The US Commerce Department said that GDP fell at a 0.2% annual rate in the January-March quarter instead of the 0.7% pace of contraction it reported last month. 

A stronger pace of consumer spending than previously estimated accounted for much of the upward revision. 

Consumer spending, which accounts for more than two thirds of US economic activity, was revised up to a 2.1% growth pace from the 1.8% rate reported last month. 

With personal savings increasing at a robust $720.2 billion pace, consumer spending could accelerate in the second quarter. 

While US export growth was revised higher, that was offset by an upward revision to imports, leaving a still-large deficit that subtracted almost 2 percentage points from GDP. 

The GDP revision was in line with economists' expectations.The US economy expanded at a 2.2% rate in the fourth quarter. 

But the first-quarter slump in output likely is not a true reflection of the economy's health. 

Economists, including those at the San Francisco Federal Reserve Bank, say a problem with the model the government uses to smooth the data for seasonal fluctuations also contributed to depressing the GDP number. 
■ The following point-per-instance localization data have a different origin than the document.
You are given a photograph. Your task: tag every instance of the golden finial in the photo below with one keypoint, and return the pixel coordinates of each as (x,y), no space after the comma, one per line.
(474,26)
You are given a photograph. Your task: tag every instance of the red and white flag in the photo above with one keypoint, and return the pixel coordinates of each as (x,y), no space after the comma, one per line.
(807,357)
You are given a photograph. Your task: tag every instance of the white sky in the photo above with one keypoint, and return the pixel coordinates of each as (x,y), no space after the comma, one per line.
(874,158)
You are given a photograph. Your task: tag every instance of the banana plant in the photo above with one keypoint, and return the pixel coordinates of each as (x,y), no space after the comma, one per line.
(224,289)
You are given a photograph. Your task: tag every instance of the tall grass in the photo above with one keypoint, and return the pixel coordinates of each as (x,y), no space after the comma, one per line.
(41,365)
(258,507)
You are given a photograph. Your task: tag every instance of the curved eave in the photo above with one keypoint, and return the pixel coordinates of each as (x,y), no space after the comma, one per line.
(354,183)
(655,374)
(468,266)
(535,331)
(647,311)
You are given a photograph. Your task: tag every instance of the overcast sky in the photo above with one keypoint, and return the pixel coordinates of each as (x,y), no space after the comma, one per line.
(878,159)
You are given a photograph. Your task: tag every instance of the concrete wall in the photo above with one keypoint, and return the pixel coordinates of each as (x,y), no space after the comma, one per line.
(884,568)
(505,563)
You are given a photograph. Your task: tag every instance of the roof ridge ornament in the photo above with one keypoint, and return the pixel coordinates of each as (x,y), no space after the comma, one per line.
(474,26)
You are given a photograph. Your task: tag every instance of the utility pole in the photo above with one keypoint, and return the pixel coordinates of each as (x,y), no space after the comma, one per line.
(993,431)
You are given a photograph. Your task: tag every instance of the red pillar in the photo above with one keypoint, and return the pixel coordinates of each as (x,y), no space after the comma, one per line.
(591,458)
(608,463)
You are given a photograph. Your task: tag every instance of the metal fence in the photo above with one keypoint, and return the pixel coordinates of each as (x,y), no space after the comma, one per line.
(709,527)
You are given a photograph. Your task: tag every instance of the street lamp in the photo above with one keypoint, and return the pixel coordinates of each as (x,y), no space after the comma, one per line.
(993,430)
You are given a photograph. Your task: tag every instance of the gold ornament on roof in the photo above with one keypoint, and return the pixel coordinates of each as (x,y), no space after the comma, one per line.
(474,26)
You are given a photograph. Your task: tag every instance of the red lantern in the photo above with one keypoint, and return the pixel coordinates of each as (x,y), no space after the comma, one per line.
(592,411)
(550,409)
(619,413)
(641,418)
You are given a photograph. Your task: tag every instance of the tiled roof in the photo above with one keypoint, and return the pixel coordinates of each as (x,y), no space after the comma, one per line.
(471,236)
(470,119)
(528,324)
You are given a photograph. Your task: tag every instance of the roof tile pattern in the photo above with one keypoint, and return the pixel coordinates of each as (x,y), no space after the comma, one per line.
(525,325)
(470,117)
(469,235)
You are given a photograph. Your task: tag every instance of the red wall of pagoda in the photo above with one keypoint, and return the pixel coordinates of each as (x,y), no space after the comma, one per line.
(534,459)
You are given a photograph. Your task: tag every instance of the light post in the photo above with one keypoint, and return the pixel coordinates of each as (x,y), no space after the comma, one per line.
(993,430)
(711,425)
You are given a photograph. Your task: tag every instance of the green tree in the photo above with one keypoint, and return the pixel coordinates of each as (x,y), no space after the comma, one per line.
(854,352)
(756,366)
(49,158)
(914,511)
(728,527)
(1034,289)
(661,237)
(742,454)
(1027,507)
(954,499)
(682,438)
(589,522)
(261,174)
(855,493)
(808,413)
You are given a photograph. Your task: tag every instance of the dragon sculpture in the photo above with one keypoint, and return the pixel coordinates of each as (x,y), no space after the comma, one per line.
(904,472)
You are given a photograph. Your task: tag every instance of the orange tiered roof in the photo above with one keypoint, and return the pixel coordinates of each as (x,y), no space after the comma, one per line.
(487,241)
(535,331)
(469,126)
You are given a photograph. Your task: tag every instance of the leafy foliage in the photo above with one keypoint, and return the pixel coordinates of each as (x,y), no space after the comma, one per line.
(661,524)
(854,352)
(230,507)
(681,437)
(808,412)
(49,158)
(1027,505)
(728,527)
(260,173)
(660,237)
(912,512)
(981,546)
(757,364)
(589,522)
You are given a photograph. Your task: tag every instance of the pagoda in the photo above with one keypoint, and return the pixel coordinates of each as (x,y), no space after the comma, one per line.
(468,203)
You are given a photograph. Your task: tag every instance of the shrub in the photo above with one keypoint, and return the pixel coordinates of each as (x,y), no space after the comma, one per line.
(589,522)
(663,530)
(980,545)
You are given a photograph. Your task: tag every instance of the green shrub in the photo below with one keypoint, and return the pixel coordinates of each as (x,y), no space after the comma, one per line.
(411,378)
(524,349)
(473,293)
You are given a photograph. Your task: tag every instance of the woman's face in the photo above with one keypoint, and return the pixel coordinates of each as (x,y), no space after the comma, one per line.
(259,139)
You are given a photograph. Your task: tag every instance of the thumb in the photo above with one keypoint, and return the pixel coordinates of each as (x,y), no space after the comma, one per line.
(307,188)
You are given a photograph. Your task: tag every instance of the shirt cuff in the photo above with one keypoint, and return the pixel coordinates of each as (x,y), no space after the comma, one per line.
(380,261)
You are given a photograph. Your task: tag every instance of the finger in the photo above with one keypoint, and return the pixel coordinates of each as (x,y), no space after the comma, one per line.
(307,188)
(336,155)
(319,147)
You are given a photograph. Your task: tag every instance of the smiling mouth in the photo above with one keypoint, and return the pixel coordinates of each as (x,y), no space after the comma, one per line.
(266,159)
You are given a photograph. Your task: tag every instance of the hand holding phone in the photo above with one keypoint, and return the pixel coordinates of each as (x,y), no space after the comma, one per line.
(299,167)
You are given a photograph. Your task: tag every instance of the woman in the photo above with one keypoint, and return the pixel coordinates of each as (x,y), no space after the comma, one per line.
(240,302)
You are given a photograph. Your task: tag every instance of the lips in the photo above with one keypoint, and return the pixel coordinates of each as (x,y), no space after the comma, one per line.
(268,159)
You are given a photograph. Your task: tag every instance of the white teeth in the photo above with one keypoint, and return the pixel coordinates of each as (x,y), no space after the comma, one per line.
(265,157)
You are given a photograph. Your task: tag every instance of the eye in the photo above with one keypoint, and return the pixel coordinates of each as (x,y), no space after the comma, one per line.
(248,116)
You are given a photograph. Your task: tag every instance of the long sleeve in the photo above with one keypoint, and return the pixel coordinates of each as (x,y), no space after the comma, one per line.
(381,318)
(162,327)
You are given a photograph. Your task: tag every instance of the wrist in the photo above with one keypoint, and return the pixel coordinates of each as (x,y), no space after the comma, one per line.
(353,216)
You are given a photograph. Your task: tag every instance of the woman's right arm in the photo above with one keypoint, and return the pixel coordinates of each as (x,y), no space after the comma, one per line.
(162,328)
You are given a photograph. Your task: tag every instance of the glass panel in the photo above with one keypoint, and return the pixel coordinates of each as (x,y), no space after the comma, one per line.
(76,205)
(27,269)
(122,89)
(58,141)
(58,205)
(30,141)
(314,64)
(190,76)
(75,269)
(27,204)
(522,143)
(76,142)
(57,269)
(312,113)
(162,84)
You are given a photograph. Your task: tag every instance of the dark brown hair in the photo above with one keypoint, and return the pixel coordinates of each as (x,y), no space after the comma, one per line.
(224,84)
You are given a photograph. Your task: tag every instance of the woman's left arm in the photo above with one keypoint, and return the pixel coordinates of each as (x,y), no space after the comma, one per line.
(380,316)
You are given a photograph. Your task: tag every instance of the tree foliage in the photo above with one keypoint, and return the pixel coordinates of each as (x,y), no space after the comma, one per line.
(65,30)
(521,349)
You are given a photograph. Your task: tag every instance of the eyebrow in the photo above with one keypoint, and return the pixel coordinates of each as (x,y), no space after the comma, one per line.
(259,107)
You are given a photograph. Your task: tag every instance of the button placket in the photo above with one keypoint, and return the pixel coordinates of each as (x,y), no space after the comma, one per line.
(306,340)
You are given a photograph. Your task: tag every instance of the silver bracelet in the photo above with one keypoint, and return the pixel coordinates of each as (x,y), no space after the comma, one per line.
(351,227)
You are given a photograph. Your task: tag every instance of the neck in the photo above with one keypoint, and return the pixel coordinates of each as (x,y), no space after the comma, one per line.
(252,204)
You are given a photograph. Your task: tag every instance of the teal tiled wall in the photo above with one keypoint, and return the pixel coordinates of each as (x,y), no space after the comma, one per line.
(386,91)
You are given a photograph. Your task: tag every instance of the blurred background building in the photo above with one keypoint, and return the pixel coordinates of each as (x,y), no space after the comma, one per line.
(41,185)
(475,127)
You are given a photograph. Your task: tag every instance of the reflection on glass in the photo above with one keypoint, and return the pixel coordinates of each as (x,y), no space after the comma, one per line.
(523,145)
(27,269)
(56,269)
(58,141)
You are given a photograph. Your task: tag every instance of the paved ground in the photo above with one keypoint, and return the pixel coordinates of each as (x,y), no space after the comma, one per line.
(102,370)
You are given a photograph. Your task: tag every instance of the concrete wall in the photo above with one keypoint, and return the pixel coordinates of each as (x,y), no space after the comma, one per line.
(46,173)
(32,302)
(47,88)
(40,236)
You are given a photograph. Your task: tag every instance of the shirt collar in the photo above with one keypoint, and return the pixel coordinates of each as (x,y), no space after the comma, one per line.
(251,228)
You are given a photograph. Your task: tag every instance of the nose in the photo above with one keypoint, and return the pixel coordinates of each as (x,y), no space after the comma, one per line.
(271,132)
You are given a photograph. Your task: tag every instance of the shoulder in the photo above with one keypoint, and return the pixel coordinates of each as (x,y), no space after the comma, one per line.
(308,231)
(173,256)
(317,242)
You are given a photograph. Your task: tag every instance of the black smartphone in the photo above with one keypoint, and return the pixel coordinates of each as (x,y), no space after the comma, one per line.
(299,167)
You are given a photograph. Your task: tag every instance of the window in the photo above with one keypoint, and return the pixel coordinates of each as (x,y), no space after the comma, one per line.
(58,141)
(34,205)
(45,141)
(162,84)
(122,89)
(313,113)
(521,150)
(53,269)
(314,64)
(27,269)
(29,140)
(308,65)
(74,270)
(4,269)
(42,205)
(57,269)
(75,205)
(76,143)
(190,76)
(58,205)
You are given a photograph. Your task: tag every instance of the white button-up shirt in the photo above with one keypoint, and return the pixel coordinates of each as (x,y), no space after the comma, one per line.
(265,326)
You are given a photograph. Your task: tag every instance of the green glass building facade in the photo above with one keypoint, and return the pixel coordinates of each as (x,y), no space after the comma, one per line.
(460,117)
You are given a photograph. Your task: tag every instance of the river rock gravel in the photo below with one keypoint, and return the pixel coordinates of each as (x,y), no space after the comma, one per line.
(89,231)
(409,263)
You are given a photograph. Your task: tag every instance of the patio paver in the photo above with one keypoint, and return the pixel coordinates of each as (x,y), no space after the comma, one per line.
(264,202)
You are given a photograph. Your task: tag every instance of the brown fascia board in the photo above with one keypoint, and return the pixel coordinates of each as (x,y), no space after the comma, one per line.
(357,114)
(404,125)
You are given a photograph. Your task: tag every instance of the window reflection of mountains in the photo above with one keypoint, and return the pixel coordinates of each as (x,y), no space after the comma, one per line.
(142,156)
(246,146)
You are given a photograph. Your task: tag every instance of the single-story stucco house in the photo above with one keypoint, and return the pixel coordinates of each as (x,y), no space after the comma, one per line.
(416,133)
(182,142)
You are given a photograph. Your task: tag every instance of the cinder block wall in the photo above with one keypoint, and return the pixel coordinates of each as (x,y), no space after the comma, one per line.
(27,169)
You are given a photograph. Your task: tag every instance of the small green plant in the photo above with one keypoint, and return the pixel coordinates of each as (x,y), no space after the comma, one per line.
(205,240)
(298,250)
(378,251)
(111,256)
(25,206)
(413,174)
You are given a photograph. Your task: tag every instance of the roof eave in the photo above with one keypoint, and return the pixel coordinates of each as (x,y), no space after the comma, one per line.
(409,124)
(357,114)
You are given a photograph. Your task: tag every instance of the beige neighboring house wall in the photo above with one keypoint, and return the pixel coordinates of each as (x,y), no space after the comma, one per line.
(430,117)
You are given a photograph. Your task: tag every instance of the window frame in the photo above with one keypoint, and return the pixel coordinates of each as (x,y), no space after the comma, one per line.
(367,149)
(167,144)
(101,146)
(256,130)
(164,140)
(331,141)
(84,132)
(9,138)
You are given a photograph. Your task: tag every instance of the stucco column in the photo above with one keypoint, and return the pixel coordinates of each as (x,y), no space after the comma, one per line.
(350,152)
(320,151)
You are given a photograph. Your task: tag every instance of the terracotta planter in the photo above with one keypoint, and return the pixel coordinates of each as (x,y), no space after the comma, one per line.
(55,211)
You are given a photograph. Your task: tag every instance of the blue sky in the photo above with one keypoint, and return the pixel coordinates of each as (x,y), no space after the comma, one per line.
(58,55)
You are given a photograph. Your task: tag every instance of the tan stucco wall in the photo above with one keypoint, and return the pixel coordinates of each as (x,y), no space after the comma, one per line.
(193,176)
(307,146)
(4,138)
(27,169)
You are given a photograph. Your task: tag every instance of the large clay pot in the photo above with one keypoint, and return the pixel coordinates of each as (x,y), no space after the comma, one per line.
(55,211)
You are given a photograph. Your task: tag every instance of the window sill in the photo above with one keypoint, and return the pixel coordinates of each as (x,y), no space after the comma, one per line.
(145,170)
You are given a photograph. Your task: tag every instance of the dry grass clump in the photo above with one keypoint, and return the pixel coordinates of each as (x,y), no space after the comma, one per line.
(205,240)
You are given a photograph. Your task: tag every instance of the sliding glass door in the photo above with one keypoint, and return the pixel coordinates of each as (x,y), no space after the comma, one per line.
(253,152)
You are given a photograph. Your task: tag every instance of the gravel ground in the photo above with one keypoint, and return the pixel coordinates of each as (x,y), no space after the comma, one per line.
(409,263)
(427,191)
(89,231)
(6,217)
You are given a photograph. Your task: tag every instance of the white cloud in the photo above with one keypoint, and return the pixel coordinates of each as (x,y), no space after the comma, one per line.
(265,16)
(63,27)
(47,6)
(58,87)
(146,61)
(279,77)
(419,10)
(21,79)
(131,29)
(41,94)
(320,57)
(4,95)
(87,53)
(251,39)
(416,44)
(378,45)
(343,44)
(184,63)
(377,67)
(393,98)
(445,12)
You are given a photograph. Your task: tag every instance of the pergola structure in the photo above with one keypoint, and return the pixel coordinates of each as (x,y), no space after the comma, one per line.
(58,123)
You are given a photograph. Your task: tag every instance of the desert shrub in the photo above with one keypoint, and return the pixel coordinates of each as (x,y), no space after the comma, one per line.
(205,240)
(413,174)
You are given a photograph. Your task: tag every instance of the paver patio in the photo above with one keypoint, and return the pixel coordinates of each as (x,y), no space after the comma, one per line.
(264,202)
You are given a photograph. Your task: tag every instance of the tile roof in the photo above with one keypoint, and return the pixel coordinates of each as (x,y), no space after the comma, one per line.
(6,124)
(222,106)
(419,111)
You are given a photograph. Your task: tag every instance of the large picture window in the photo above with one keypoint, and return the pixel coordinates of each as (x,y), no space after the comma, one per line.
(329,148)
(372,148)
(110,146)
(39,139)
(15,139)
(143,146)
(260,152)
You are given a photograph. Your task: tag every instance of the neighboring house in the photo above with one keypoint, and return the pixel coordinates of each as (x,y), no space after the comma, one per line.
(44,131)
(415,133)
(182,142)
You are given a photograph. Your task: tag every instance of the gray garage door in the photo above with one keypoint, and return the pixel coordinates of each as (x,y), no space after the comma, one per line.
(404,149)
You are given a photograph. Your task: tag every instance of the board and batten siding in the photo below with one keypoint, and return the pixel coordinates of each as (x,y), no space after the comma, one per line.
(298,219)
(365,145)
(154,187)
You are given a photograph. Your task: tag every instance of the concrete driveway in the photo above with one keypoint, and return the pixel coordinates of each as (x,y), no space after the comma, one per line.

They have argued the so-called seasonal adjustment is not fully stripping out seasonal patterns, leaving "residual" seasonality. 

The government said last month it was aware of the potential problem and was working to address it when in publishes annual GDP revisions in July. 

When measured from the income side, the US economy expanded at a 1.9% rate in the first quarter instead of the previously reported 1.4% pace.  

Economists estimate that the unusually heavy snowfalls in February sliced off at least one percentage point from growth. 
              
Estimates for spending on equipment were little changed. Business spending has been hurt by a strong dollar and lower energy prices. 

Businesses accumulated slightly more inventories than previously estimated in the first quarter, which could mean they have little incentive to keep on adding to stock in the current quarter.

The value of inventory accumulated in the first quarter was revised up to an increase of $99.5 billion from the $95 billion rise reported last month. 

After-tax corporate profits were a bit weaker in the first quarter than previously thought. Profits after tax with inventory valuation and capital consumption adjustments were revised to show a 8.8% decline instead of the 8.7% drop reported last month.